Maine Senate approves bill for Aroostook County transmission line
A proposed transmission line connecting Aroostook County to the New England power grid has passed another hurdle at the State House.
The Maine Senate voted 24-9 on Thursday to give preliminary approval to a bill authorizing construction of a 1,200-megawatt transmission line. The $2 billion project would carry electricity from a massive wind farm proposed for commercial timberlands near Oakfield. Maine ratepayers are expected to pick up about $1 billion of the cost, although supporters say the glut of low-cost wind energy will ultimately lower electricity rates.
Those supporters include Senate President Troy Jackson of Allagash, who says his home county has been waiting for decades for a cost-effective way to feed renewable energy into the New England grid.

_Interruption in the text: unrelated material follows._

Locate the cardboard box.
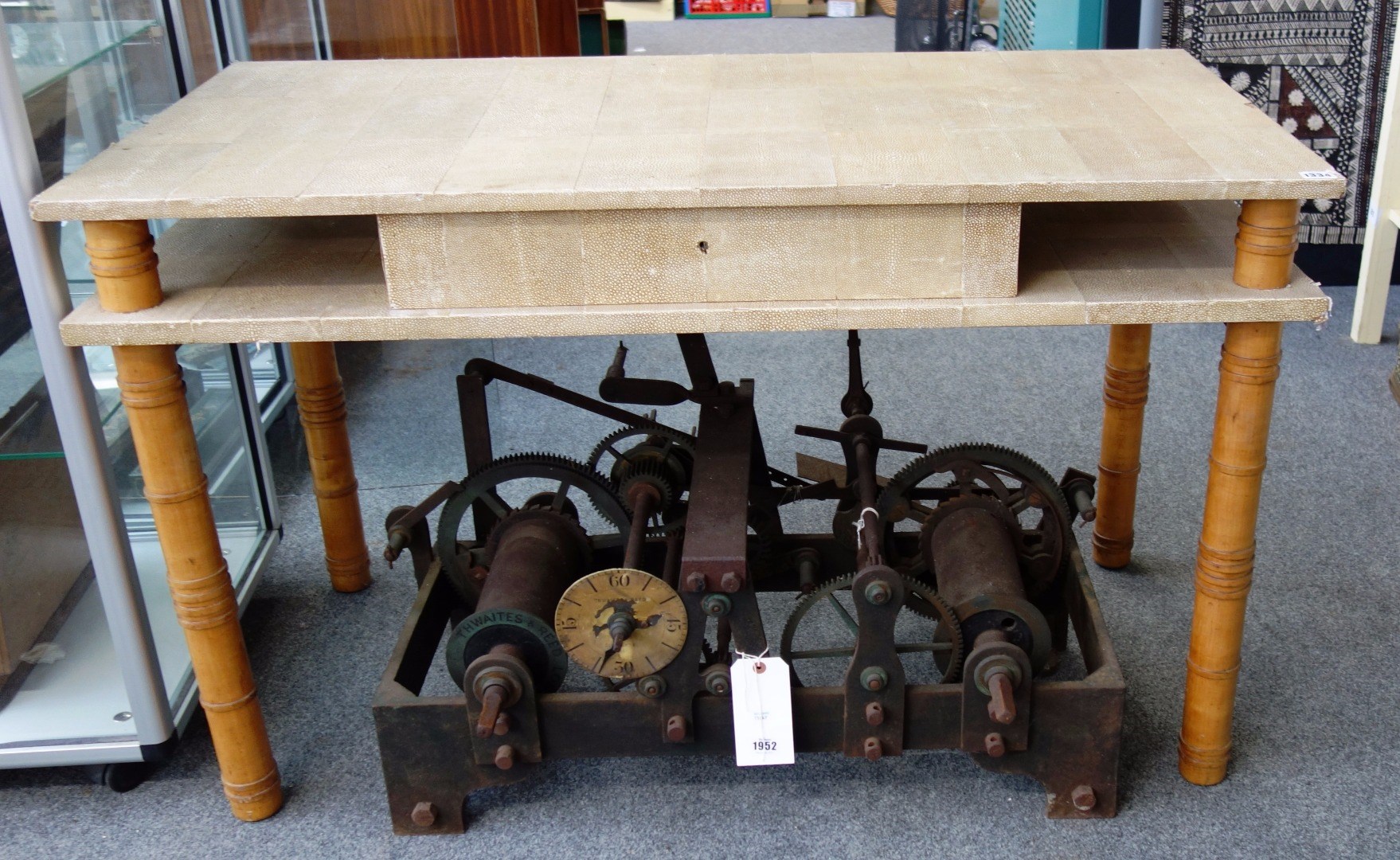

"This just makes good sense: if it's less money than ratepayers are paying, the people in Maine are going to be providing this energy, the people in Maine are going to be building these facilities and the transmission line, having that opportunity, bringing people to Maine and bringing people to Aroostook County," he says.
But several senators opposed the bill because they developers have yet to disclose the precise route of the transmission line or the rate that would be paid for the wind power.
The bill faces additional votes in the House and Senate. And both the northern Maine transmission line and the so-called King Pine wind farm project require additional regulatory approvals.